O gün yaşamdan ne aldık, ne verdik, en önemlisi bütün bunların ruhsal tekamülümüz için bir katkısı oldu mu?

Bu noktada "Kendimizle konuşma" konusu önemli bir nokta haline geliyor. Sormamız gerekir kendimize, "yaşadıklarımızı neden, niçin yaşadık, bize verilen mesaj ne idi?"
Yukarıda bahsettiğim "konuştuğunu zannetmek" denen olgu bunun için son derece önemli, fakat bizler bunun ne kadar farkındayız?

Zira, burada bizler için en zor olan bölüm devreye girer, "Kendimizle yüzleşmek"
İnsanın kendisiyle konuşması demek, samimi olarak iç dünyasına girmesi demektir. Yani, yüzleşmesi..... yani insanın kendisiyle konuşması...
İşte, problem de burada başlıyor. Zira hepimizin çok iyi bildiği üzere insan denen varlık en fazla kendisini aldatıyor. Söylem olarak kolay ama eylemde zorluk buradan kaynaklanıyor.

Konuya şöyle bakacak olursak;
Bazılarımız her akşam gün sonu muhasebe yapıyor ve kendisiyle hesaplaşıyor,
Bazılarımız bunu ara sıra yapıyor....

O zaman şunu sormak gerekir; her günün sonunda hesaplaşma yapan kişi, yani gün boyu yaptıkları ve yaşadıkları ile yüz yüze gelip onları değerlendiren kişi bunları saydam ve tarafsız bir şekilde irdeleyip hatalarını görebiliyor mu, eğer görüyorsa yüzleşip onları düzeltme konusunda eyleme geçebiliyor mu?


Ancak, küçük bir ilave yapmak istiyorum. Bütün bu süreçte yapılan hatalardan dolayı kendimizi suçlamayacağız.
Evet, tespit ettiğimiz hatalardan düzeltmeye geçme safhası... 

Bence en önemli nokta da burası... Çünkü genelde bizlerin yaptığı kendimizle konuşurken, bir başka manada yüzleşirken zora geldiğimiz an derhal o alandan çıkmak, yani kendimizden ve gördüğümüz, bizi rahatsız eden gerçekten kaçmak. Gördüğümüz şey kabul etmekte zorlandığımız, daha da doğrusu kabul etmek istemediğimiz bir şeydir. 
Çünkü, kabul etmek hatalı olduğunuzu kabul etmek demektir; hataya yol açan alışkanlıklardan kurtulmak, inandığınız veya inandığınızı zannettiğiniz şeylere karşı çıkmak, zor olanı başarmak, değişmek için emek harcamak, gayret göstermek, egonuzu yenmek demektir ki, bu da insan denen varlığa en zor gelen kısımdır.

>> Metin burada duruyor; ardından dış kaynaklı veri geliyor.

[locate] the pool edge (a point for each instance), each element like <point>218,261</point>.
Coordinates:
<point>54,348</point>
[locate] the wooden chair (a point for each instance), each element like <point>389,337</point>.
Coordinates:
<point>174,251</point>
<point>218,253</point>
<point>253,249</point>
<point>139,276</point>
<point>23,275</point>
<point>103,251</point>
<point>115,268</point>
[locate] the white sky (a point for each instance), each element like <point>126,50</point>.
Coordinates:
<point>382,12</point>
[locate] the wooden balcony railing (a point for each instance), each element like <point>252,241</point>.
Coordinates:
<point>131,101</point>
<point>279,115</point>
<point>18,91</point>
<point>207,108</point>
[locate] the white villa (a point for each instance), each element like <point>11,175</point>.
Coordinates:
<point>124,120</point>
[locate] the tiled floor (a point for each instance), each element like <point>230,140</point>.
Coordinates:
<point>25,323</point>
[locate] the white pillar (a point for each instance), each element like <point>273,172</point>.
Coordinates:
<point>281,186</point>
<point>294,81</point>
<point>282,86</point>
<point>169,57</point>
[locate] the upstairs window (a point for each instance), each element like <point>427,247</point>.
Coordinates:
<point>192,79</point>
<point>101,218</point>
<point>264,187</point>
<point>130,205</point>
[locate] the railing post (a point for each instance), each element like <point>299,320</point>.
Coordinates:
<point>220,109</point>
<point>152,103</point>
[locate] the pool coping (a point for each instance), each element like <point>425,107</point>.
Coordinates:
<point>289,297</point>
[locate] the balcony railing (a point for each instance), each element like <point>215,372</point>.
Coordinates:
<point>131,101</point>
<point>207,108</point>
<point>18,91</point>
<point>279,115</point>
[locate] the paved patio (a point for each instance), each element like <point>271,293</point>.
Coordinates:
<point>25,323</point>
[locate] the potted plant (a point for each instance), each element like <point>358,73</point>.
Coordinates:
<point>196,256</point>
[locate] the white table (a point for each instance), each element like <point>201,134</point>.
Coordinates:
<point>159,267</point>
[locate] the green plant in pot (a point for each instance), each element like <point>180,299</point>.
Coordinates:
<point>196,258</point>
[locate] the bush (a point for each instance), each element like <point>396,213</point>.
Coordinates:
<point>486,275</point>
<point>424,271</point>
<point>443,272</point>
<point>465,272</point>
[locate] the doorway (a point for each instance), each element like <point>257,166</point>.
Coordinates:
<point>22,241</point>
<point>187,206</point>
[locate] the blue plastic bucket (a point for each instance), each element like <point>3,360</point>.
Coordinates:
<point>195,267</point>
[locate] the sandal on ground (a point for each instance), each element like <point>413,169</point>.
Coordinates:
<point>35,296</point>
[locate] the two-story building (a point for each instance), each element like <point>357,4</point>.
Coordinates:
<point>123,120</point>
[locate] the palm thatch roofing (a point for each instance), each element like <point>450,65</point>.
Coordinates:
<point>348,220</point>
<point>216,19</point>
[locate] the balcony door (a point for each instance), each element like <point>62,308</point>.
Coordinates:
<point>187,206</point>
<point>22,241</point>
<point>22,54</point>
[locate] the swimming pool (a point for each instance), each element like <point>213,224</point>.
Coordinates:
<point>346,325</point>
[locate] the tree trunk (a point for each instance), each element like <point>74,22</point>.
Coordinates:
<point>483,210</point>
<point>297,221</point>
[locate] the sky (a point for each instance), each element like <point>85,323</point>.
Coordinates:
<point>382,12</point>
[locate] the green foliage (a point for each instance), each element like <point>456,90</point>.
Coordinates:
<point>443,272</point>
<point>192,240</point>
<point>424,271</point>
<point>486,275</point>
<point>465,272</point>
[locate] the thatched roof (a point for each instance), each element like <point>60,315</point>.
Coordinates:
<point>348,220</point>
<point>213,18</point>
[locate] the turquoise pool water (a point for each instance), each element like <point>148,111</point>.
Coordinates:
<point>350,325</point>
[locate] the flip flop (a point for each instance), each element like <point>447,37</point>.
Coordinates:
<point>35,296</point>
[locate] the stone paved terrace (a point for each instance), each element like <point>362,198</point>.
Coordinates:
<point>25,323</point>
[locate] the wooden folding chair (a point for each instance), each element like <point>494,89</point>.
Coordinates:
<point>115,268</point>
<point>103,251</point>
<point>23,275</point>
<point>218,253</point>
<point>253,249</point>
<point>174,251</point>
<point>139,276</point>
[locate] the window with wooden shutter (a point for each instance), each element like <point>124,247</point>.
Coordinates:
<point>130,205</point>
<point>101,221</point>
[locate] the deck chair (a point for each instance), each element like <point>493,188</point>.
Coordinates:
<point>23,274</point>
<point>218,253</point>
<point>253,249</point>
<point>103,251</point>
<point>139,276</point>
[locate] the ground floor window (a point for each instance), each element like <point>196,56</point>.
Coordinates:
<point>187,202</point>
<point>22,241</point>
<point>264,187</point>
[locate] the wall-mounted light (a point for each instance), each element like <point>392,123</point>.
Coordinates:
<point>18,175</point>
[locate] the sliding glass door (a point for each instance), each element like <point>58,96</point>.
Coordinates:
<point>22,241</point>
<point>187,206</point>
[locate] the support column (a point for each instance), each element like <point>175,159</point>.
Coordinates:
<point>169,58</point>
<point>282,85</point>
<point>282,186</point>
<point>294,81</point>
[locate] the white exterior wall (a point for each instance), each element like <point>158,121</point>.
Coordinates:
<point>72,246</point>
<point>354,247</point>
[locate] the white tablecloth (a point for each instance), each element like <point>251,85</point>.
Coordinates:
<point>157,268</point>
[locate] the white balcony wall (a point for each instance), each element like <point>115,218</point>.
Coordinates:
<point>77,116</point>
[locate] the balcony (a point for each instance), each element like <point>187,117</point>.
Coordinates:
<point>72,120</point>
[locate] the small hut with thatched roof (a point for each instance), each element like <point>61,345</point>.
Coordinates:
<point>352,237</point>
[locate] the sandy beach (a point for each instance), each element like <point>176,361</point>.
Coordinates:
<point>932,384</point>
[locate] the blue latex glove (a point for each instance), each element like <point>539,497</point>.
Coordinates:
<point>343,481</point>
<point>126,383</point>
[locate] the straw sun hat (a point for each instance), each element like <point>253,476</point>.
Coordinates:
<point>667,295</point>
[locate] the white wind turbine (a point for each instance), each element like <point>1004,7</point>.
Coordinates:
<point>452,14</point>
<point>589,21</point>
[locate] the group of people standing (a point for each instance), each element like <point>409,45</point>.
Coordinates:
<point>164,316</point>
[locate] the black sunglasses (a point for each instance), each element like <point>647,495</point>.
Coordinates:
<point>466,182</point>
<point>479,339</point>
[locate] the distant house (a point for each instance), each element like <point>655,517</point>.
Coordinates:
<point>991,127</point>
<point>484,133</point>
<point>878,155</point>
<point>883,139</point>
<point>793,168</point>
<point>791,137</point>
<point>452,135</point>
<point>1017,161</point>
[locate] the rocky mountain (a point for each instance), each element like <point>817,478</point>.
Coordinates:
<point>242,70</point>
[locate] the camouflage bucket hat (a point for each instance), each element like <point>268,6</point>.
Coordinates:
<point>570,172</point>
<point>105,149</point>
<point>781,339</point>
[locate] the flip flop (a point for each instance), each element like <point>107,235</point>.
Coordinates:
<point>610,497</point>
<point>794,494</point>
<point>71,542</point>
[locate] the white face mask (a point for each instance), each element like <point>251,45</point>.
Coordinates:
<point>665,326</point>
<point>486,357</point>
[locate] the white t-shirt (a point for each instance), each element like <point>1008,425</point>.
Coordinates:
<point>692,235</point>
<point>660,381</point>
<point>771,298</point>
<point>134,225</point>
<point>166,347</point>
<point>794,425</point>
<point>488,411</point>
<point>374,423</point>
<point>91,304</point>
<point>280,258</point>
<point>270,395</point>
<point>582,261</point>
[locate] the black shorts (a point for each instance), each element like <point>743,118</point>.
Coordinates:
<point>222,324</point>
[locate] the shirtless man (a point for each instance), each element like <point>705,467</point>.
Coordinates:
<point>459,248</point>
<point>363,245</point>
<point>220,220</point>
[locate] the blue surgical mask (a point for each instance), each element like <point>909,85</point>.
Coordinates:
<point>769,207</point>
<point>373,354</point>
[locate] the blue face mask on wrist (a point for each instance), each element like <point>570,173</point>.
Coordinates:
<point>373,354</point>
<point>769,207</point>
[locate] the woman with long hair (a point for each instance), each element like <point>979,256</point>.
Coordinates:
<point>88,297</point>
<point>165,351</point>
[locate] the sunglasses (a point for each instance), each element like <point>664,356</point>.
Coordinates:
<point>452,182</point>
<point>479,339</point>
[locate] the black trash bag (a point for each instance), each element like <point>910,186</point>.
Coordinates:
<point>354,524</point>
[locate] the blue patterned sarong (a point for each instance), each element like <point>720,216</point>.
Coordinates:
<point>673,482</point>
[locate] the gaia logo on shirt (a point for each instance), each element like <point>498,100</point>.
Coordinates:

Demek ki, sadece yüzleşmek yetmiyor, yüzleşme sonunda tıpkı bir yabancı ile konuşur gibi kendimizle konuşma cesaretini gösterip daha derine inmek, tespit ettiğimiz değerlendirmeleri hayata geçirmek gerekiyor. İşte zor olan ve başarmamız gereken de budur.

Gelin kendimize yeni bir yaşam şekli belirleyelim.
Eğer yapıyorsanız bile, gelin birlikte bir kez daha üstünden geçelim. Her akşam yattığımızda sadece birkaç dakika gün boyu yaşadıklarımızın hesaplaşmasını yapalım.
"Bugün ne yaptım; iyi veya kötü neler oldu, hiç kalp kırdım mı, haksızlık yaptım mı, iyilik yaptım mı, kime ne faydam veya zararım oldu?" gibi soruları soralım ve cevaplarını bulalım.

Kısaca söylemek gerekirse, ruhumu eğitmek, geliştirmek, tekamül edebilmek için ne yapmalıyım?

Yaptıklarımızı değerlendirip hatalı olduğumuz şeyleri düzeltmek veya onları telafi etmek için neler yapacağımıza bakalım.
Bütün bunları yaparken bir şeye tekrar dikkatinizi çekmek istiyorum. Hatalarımız için pişmanlık duymak bizi çözüme götürmez ve bu kesinlikle yapmamamız gereken bir şeydir.
Yaşanmışlıklardan ve yaşadıklarınızdan pişmanlık duymayın, sadece onlardan ders almaya bakın.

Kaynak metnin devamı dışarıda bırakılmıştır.